Leur constat : l’escalade en salle a explosé, avec plus de 300 salles privées en France, soit trois fois plus qu’il y a 15 ans. Un boom alimenté par l’entrée de la discipline aux Jeux Olympiques de Tokyo en 2021, puis par son doublement aux JO de Paris 2024. Mais derrière ce succès, une réalité moins reluisante :
Un impact environnemental déplorable, avec 7 millions de prises d’escalade jetées chaque année en Europe, dont 80% non recyclables.
Des coûts d’accès élevés, avec des entrées qui flirtent avec les 15 € la session en moyenne.
Une artificialisation croissante, qui éloigne les grimpeurs du contact avec la roche et du geste naturel.
MONOLITHE refuse cette tendance. Plutôt que d’empiler des panneaux de bois et des prises en plastique, la startup propose des blocs de carrière réutilisés, taillés et installés dans des lieux urbains. Pas de prises, pas de murs, pas de toits, juste de la roche et un sol amortissant pour éviter les réceptions trop brutales.
L’objectif ? Reconnecter la ville avec la nature, tout en offrant une escalade gratuite et accessible à tous, sans les contraintes des salles privées.

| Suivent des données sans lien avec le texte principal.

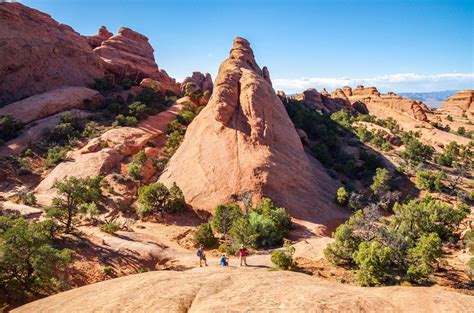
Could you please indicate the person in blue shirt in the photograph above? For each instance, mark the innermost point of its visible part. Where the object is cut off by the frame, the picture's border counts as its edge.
(224, 260)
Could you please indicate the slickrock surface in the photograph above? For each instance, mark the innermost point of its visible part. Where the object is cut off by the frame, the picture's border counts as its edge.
(102, 35)
(39, 54)
(460, 103)
(243, 141)
(49, 103)
(104, 153)
(231, 289)
(36, 132)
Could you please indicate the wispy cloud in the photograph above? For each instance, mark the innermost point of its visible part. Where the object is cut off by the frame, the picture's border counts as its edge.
(403, 82)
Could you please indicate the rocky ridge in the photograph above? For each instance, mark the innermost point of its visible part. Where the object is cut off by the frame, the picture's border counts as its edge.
(259, 148)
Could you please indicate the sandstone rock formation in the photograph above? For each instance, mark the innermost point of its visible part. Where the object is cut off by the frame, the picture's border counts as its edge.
(243, 141)
(104, 153)
(102, 35)
(460, 103)
(231, 289)
(197, 81)
(129, 54)
(49, 103)
(39, 54)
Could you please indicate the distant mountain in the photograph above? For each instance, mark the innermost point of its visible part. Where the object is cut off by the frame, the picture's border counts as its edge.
(432, 99)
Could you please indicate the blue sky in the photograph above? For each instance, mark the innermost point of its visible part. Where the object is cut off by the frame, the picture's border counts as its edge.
(396, 45)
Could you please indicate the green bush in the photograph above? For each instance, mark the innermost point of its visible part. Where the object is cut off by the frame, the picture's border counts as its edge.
(373, 261)
(415, 152)
(110, 228)
(422, 256)
(158, 198)
(416, 218)
(342, 196)
(55, 156)
(283, 259)
(173, 142)
(72, 193)
(380, 181)
(224, 217)
(345, 243)
(135, 171)
(29, 263)
(428, 180)
(204, 235)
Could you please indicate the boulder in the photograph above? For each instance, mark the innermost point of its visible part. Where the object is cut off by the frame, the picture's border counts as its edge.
(103, 154)
(243, 142)
(197, 81)
(234, 289)
(128, 54)
(102, 35)
(39, 54)
(49, 103)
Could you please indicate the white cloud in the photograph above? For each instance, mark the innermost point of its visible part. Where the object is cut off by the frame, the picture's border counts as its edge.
(403, 82)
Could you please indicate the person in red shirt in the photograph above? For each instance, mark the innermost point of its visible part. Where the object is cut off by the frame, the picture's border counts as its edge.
(243, 252)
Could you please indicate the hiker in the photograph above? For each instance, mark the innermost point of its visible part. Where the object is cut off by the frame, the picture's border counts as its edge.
(224, 260)
(243, 252)
(202, 255)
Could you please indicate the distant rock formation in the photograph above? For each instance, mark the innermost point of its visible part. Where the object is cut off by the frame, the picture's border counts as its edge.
(197, 81)
(38, 54)
(102, 35)
(324, 101)
(362, 99)
(458, 104)
(243, 142)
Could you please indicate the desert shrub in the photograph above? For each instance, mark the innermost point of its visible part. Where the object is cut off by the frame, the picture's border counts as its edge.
(422, 256)
(371, 160)
(267, 232)
(173, 142)
(343, 118)
(224, 217)
(158, 198)
(204, 235)
(345, 243)
(110, 228)
(108, 270)
(29, 262)
(72, 193)
(9, 127)
(284, 258)
(55, 156)
(428, 180)
(140, 157)
(187, 114)
(373, 261)
(380, 181)
(134, 171)
(415, 218)
(406, 247)
(342, 196)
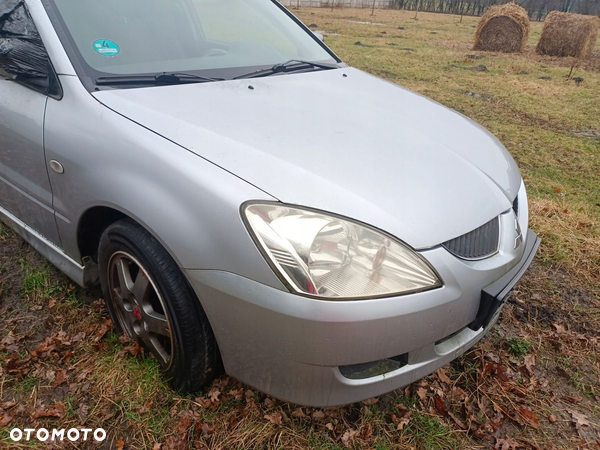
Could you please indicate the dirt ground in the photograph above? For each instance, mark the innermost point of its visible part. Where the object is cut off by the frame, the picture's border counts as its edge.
(533, 383)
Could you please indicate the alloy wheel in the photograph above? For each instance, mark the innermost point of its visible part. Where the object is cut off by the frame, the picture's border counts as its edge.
(139, 307)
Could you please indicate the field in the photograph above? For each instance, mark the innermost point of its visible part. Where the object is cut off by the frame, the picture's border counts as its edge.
(534, 382)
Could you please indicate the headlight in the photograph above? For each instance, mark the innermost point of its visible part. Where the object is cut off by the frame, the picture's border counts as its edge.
(326, 256)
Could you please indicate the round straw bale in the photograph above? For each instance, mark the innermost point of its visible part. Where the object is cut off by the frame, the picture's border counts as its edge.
(567, 34)
(503, 28)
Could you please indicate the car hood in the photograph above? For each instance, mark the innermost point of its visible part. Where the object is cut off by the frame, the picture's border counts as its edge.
(341, 141)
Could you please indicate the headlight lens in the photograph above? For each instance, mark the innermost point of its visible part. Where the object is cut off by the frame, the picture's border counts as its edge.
(329, 257)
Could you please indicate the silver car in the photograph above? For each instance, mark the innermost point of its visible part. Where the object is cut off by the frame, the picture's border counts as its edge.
(247, 200)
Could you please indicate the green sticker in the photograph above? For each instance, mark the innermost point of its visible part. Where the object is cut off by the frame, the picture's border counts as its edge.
(106, 47)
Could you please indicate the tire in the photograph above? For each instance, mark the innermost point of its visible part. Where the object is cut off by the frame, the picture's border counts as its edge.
(149, 299)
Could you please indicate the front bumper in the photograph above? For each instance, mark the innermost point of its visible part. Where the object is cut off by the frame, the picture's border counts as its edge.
(292, 347)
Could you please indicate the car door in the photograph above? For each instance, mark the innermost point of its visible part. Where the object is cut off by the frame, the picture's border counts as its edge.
(25, 83)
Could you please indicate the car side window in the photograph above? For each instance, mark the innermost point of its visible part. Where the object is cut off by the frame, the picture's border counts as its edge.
(23, 57)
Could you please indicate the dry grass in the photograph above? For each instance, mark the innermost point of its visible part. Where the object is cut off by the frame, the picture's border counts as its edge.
(503, 28)
(543, 357)
(567, 34)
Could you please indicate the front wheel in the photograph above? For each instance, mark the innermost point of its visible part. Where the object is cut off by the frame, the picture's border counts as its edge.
(150, 300)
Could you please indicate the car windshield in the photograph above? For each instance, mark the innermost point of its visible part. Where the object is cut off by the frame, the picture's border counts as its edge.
(217, 38)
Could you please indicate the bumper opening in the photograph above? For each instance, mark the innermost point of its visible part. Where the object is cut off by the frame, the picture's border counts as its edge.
(374, 368)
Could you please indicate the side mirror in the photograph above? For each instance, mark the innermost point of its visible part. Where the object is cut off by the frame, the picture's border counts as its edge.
(22, 53)
(23, 58)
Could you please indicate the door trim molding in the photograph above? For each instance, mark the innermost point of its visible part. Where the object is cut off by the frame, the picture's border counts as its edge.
(83, 275)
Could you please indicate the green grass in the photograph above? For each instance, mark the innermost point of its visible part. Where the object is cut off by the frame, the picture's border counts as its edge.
(428, 433)
(519, 347)
(539, 121)
(36, 281)
(3, 232)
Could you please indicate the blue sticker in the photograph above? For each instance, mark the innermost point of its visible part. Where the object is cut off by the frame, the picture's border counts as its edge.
(106, 47)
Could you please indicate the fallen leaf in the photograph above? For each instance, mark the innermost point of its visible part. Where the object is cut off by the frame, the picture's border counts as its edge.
(60, 378)
(457, 421)
(559, 328)
(458, 393)
(498, 420)
(574, 400)
(299, 413)
(82, 412)
(507, 443)
(441, 373)
(78, 337)
(439, 405)
(530, 363)
(317, 415)
(5, 420)
(348, 437)
(104, 328)
(58, 410)
(402, 423)
(274, 418)
(529, 417)
(579, 419)
(213, 394)
(206, 430)
(185, 422)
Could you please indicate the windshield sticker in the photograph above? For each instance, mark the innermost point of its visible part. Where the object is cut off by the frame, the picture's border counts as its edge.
(106, 47)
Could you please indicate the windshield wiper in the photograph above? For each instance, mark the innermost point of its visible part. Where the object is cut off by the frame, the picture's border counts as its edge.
(288, 66)
(162, 78)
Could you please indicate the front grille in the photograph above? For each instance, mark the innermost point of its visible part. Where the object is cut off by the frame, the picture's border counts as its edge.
(375, 368)
(477, 244)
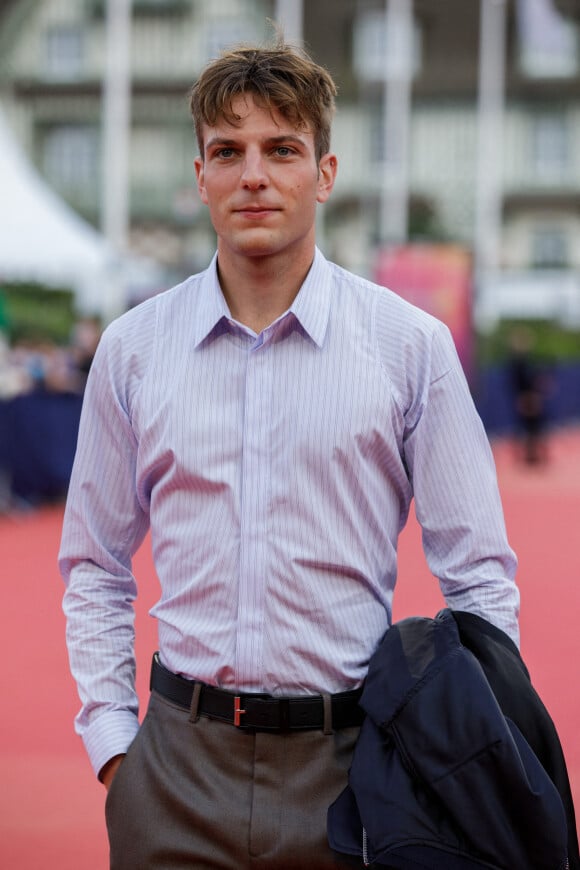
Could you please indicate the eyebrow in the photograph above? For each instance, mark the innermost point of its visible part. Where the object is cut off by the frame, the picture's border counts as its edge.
(226, 142)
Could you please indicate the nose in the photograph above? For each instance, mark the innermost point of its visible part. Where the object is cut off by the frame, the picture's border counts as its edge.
(254, 174)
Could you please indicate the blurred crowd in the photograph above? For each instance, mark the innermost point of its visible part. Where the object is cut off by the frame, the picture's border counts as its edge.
(29, 366)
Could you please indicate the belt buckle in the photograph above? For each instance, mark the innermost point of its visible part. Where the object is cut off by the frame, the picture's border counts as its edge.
(238, 712)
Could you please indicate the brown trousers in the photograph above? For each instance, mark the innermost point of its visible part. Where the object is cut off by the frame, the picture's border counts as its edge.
(196, 793)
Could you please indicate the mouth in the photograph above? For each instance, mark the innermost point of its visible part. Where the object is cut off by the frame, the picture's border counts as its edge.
(255, 212)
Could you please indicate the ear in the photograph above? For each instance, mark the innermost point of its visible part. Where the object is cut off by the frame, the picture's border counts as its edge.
(199, 173)
(327, 169)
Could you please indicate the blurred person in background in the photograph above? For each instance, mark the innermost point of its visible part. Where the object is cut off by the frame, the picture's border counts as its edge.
(529, 386)
(270, 421)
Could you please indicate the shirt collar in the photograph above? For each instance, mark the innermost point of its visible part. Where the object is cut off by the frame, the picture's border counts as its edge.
(311, 307)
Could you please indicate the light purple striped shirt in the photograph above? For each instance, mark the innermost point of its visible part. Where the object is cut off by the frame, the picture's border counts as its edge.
(276, 472)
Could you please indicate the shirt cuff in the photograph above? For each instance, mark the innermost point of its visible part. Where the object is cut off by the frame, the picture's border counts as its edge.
(111, 734)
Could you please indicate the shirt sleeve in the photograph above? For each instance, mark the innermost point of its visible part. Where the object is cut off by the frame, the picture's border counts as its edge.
(104, 525)
(457, 499)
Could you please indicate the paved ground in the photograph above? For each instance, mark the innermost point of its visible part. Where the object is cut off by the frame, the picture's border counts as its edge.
(50, 805)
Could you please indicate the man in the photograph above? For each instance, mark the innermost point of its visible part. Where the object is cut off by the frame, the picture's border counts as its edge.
(270, 420)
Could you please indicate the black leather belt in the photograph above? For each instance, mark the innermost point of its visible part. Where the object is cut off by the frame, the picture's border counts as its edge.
(256, 711)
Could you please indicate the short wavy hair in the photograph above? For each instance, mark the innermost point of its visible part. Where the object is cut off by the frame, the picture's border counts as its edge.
(282, 78)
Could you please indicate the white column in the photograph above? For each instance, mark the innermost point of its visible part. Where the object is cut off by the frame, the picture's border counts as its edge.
(289, 14)
(116, 121)
(490, 114)
(394, 211)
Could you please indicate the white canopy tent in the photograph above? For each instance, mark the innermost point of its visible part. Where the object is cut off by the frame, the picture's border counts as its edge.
(43, 239)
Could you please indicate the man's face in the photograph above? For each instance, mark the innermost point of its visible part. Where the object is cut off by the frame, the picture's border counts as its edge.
(261, 182)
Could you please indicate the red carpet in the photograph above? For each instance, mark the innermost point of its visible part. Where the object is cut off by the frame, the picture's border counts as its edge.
(50, 804)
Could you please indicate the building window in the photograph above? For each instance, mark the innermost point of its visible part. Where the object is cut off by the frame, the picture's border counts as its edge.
(372, 61)
(548, 42)
(550, 146)
(64, 51)
(71, 158)
(221, 33)
(550, 247)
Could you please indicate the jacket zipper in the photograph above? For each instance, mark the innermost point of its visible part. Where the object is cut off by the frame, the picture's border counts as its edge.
(366, 861)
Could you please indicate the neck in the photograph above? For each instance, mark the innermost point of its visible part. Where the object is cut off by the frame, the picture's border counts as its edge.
(259, 290)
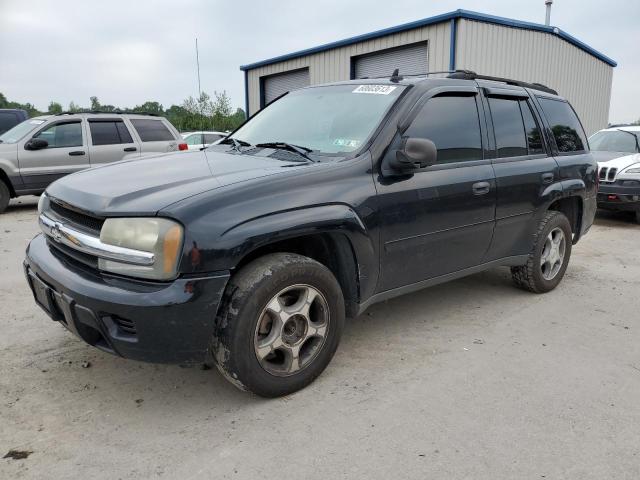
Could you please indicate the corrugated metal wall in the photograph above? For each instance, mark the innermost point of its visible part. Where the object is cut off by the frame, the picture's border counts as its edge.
(334, 65)
(538, 57)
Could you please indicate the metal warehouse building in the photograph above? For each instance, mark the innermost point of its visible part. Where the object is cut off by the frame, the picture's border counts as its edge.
(461, 39)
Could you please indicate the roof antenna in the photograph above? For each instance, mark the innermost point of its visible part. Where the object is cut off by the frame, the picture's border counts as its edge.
(395, 76)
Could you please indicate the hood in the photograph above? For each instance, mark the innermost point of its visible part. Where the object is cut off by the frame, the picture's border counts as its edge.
(148, 184)
(620, 162)
(607, 156)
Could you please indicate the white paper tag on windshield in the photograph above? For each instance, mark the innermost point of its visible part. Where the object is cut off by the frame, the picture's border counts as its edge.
(375, 89)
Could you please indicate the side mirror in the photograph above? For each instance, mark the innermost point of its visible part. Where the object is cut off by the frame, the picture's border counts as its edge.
(415, 154)
(36, 144)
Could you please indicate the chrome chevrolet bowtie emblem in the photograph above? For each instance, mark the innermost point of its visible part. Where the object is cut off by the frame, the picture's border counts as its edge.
(55, 232)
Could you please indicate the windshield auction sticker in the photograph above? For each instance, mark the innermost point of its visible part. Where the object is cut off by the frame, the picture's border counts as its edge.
(375, 89)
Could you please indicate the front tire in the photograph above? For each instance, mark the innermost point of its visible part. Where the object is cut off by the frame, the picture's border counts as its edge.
(5, 196)
(549, 258)
(279, 324)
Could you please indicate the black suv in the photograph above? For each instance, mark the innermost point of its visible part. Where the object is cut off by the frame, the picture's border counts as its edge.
(332, 198)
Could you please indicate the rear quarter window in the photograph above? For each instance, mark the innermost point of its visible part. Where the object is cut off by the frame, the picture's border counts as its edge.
(152, 130)
(565, 126)
(7, 121)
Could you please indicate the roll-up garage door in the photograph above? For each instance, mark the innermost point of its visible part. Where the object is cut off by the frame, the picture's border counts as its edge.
(276, 85)
(410, 60)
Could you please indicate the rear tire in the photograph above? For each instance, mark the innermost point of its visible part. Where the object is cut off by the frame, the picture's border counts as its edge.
(549, 257)
(5, 196)
(279, 324)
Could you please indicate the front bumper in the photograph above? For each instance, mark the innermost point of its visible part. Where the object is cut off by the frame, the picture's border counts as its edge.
(620, 195)
(154, 322)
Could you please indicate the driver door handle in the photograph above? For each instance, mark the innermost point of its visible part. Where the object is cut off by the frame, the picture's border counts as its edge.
(547, 178)
(481, 188)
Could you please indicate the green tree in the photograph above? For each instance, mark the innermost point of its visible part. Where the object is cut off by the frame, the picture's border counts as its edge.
(54, 108)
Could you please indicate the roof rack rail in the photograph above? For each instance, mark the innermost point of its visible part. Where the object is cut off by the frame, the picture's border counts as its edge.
(470, 75)
(106, 112)
(397, 75)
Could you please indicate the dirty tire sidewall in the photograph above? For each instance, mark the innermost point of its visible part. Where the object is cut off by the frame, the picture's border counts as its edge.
(5, 196)
(246, 295)
(529, 276)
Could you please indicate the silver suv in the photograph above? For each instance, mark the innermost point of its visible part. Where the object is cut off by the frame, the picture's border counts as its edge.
(40, 150)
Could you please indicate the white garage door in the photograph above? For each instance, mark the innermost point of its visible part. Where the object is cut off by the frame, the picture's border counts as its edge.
(276, 85)
(410, 60)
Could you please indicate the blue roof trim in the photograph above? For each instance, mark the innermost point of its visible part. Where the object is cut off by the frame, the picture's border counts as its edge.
(431, 21)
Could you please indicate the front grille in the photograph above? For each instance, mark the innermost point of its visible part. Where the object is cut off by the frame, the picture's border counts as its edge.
(603, 173)
(75, 255)
(81, 220)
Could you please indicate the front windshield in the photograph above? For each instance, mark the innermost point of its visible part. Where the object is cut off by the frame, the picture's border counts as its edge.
(16, 133)
(330, 120)
(614, 141)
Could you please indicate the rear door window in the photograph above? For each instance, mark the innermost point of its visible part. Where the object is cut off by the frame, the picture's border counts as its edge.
(508, 126)
(452, 123)
(532, 129)
(152, 130)
(565, 126)
(109, 132)
(195, 139)
(60, 135)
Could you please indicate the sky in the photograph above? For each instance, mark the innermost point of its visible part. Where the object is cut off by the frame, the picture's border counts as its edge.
(128, 52)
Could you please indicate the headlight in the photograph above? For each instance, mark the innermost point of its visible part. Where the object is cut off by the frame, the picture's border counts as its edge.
(160, 236)
(635, 168)
(41, 202)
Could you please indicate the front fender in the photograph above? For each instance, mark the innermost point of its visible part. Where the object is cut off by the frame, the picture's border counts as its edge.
(227, 250)
(242, 239)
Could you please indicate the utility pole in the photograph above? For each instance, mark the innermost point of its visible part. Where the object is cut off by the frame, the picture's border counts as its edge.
(198, 67)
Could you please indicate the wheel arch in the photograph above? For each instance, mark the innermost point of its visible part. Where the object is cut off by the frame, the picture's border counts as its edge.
(572, 206)
(5, 178)
(333, 235)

Un défi logistique à la hauteur
Installer des monolithes en ville, ça ne se fait pas en un claquement de doigts. Chaque bloc pèse entre 20 et 25 tonnes, une belle pièce à manipuler quand on doit la poser sur une dalle urbaine. MONOLITHE a donc dû relever plusieurs défis :
Le choix des roches : les blocs sont sélectionnés parmi les déchets de carrière, évitant ainsi l’extraction supplémentaire et l’impact carbone associé.
Le transport et l’installation : déplacer une masse pareille en zone urbaine, ça se pense. MONOLITHE travaille avec des bureaux d’études pour assurer la stabilité des structures et leur conformité aux normes de sécurité des aires de jeux (EN1176) et SAE (NF EN 12572-2).
L’ouverture des parcours : ce ne sont pas juste des cailloux posés au hasard. Des grimpeurs professionnels collaborent avec MONOLITHE pour tailler des blocs et proposer des lignes cohérentes, adaptées à différents niveaux.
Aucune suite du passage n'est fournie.